Reactions: Informative 1


----------



## VictorBravo (Feb 12, 2014)

Reformed Covenanter said:


> Does the denial of the concept of natural law logically lead to a rejection of the notion of a covenant of works?



There is a terminology issue that I sometimes find confuses the topic. For example, Blackstone in his _Commentary on the Laws of England_, distinguishes “Natural Law” from the “Laws of Nature.” “Natural Law” was what man, using his defective faculties, is able to discern from observation. “Laws of Nature” are those objectively true laws decreed by God, and which we can only discern for sure by revelation from God.

Having said that, I tend to follow the old formulation that Laws of Nature are the total set of Laws decreed by God for his creation and includes what we call the Covenant of Works. That means the Laws of Nature include things like the fact that objects in nature follow consistent behavior (such as facts like apples fall to the ground, trees grow up from the ground, objects pushed tend to move, etc.—in other words, all the empirically-acknowledged and so-called scientific laws), and also include what we call the Moral law. So the Moral law would be a subset of the Law of Nature.

In other words, God has decreed that his Creation will behave in a certain manner. Rocks obey him, plants obey him, animals obey him. Planets and stars obey him. Obeying God can properly be described as a covenant of works. Accordingly, Man also is required to obey him.
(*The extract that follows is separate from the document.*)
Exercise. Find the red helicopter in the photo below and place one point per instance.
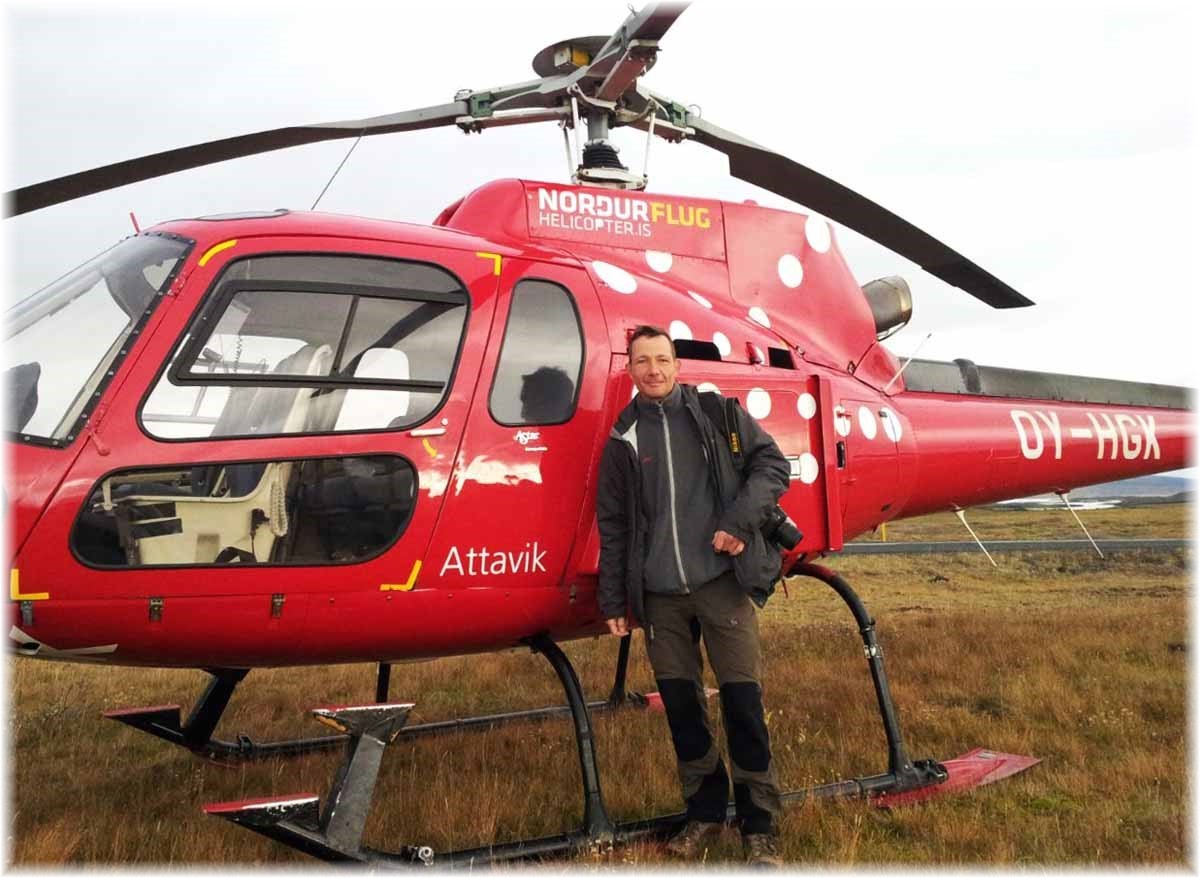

Of course, we know that of all creation, only man and some angels dared to disobey the Law of Nature. But they were fully aware of their duty. That is what makes it so remarkable and disastrous. And, I suppose, it is why all creation groans.

So, yes, denying what I call the Law of Nature (and what others call natural law) would be denying the covenant of works.


----------



## Reformed Covenanter (Feb 13, 2014)

KMK said:


> Who denies natural law anyway? FV?



Barthians and some Van Tillian Reconstructionists (I emphasise _some_). These people also deny the covenant of works, hence my question.


----------



## Reformed Covenanter (Feb 13, 2014)

au5t1n said:


> the covenant of works is not contained in natural law itself (else we'd be antinomians) but is superadded



The basic point raised in the OP is that the notion of a covenant of works presupposes the existence of the law of nature/moral law prior to its inscripturation in the Bible (especially for the reasons that the Revd Winzer has given above). I assume you would agree.


----------



## au5t1n (Feb 13, 2014)

Reformed Covenanter said:


> The basic point raised in the OP is that the notion of a covenant of works presupposes the existence of the law of nature/moral law prior to its inscripturation in the Bible (especially for the reasons that the Revd Winzer has given above). I assume you would agree.



Yes, I see what you are saying now.


----------